Microsoft seems to be making a big fuss of Windows Vista. What's the lowdown then?
Windows Vista is Microsoft's long-awaited, long-delayed next-generation operating system release, which finally launches on 30 November.
When was it supposed to launch?
Microsoft first started talking about 'Longhorn' - the codename for Vista - way back in 2001, just after Windows XP was launched. The original roadmap was for it to be ready sometime during 2004. But the development of Vista turned into a much more complex beast than Redmond envisaged, as Microsoft sought to completely redesign the operating system rather than just make it a straightforward XP upgrade.
So that's why it took so long?
Yes. Also high-profile security flaws and weaknesses across Microsoft products led to the two-year Trustworthy Computing initiative, which diverted vital resources from the Vista development effort into producing the Windows XP SP2 security service pack. And then there's Microsoft's well-documented antitrust legal battles, in the US and now Europe, which have also had an impact on the release timescale.
So is it worth the wait?
Well, Bill Gates' vision for a true next-generation operating system has been scaled down somewhat in the final version of Vista and some of those promised features will not now appear until the next version of Windows, codenamed Blackcomb.

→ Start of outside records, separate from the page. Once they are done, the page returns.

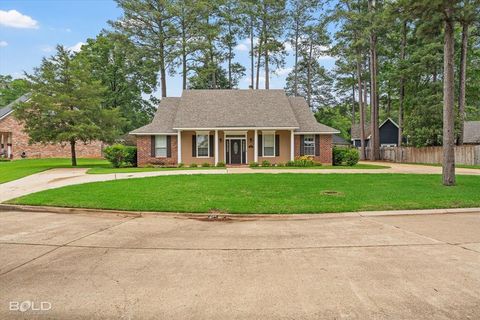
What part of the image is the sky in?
[0,0,335,97]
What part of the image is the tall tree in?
[14,46,123,166]
[76,33,156,133]
[109,0,177,97]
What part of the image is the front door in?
[229,139,242,164]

And some Vista beta testers have commented there are more similarities than differences to XP. A survey of European businesses also found half have no plans as yet to upgrade to Vista, as they no doubt wait for the bugs to be ironed out in Service Pack 1.

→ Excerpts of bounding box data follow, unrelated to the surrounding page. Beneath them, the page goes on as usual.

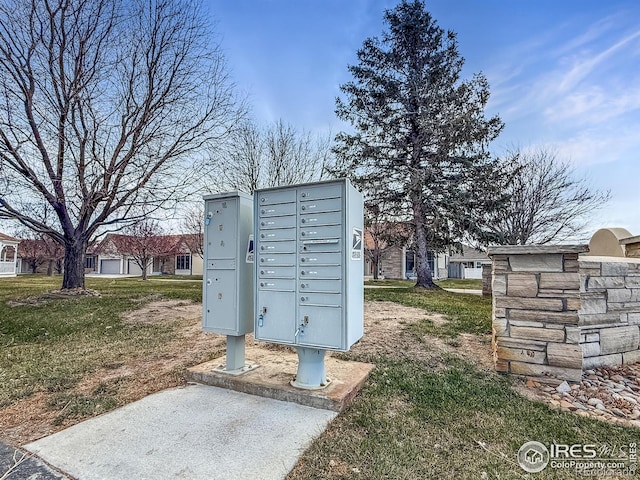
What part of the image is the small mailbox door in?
[297,306,344,350]
[255,290,296,343]
[204,270,238,330]
[205,199,238,258]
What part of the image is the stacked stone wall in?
[579,256,640,369]
[489,246,586,380]
[489,245,640,381]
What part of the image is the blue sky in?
[207,0,640,235]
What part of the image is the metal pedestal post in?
[213,335,258,375]
[291,347,331,390]
[224,335,244,370]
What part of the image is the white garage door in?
[127,260,142,275]
[100,259,120,274]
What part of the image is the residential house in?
[449,245,491,279]
[0,233,20,277]
[18,237,64,275]
[364,227,448,279]
[85,233,203,275]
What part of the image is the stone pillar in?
[489,245,587,381]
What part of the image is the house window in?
[176,255,191,270]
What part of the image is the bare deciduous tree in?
[487,149,610,245]
[183,204,204,258]
[215,120,331,192]
[0,0,240,288]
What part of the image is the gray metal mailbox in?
[254,179,363,354]
[202,192,253,371]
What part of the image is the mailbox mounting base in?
[214,335,258,375]
[291,347,331,390]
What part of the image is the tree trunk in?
[413,200,440,288]
[140,259,151,280]
[62,239,87,288]
[373,255,380,280]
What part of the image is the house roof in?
[0,233,20,244]
[364,222,413,250]
[449,245,489,262]
[88,233,198,255]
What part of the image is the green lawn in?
[287,288,640,480]
[0,275,202,408]
[0,276,640,480]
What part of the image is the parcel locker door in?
[202,270,238,331]
[254,290,296,343]
[205,199,238,258]
[297,306,344,350]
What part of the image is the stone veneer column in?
[489,245,588,381]
[579,256,640,369]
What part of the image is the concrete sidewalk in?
[18,385,337,480]
[0,441,69,480]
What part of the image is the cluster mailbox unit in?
[254,180,364,388]
[202,192,253,373]
[202,179,364,389]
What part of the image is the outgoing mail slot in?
[259,241,296,255]
[299,280,340,293]
[298,292,342,307]
[258,265,296,278]
[299,266,342,280]
[257,189,296,206]
[300,198,342,213]
[300,212,342,227]
[299,183,342,201]
[258,253,296,267]
[258,202,296,218]
[300,225,342,241]
[258,215,296,230]
[258,228,296,242]
[298,238,342,253]
[207,258,236,270]
[300,252,343,267]
[258,278,296,292]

Ouch. But I'm sure Microsoft disagrees with that, right?
Not surprisingly Microsoft believes there are plenty of compelling reasons for home users and businesses to upgrade to Vista and claims it will be the fastest-adopted operating system it has ever released, predicting up to 15 per cent of PC users will upgrade within the first year.
So tell me about some of those new features...
For starters there is the new user interface and graphics engine, improved search and a new media player. Tighter security is also a big feature of Vista with things like the malicious software removal tool, smart card and log-on authentication changes, user access controls, USB device controls, Windows Defender and Windows Firewall.
With 'green IT' and energy consumption rising up the corporate agenda, Vista also features power management that can put the PC to sleep automatically when it is not being used.
Sounds good. Will I be able to run Vista on my existing PC?
Not if you want to get the most of Vista's features. Microsoft says the minimum requirements to run Vista are an 800MHz processor, 512MB of memory and a graphics card that can run DirectX 9 graphics. For the premium version a PC must have a 1GHz processor, 1GB of main memory, 128MB of memory and a graphics card that supports Vista's new graphics-driver model. More details on the Vista hardware specs can be found here.
How many versions are there?
There are six versions of Vista, including an Ultimate edition combining the best of the enterprise and consumer features. For consumers there are the Vista Home Basic and Vista Home Premium versions and for businesses there are the Vista Business and Vista Enterprise editions. The sixth version of Vista is a Starter edition for PCs in emerging markets.
So can I go out to a shop and get my hands on a copy of Vista from 30 November?
No. The launch of the enterprise versions of Vista for businesses takes place on 30 November but home users will have to wait until 30 January 2007 for the retail launch of the consumer versions.
But that means Microsoft and the PC manufacturers miss the lucrative Christmas market doesn't it?
Not exactly - anyone who buys a PC with XP between now and 15 March 2007 will get a discount coupon from Microsoft allowing them to upgrade to Vista.
So can we expect to see a sweaty Microsoft CEO Steve Ballmer jumping around the stage with joy again on 30 November?
Quite possibly - we'll have to wait and see. Ballmer will be onstage to unveil Vista at the 'New Day for Business' launch by Microsoft at the Nasdaq stock exchange in New York.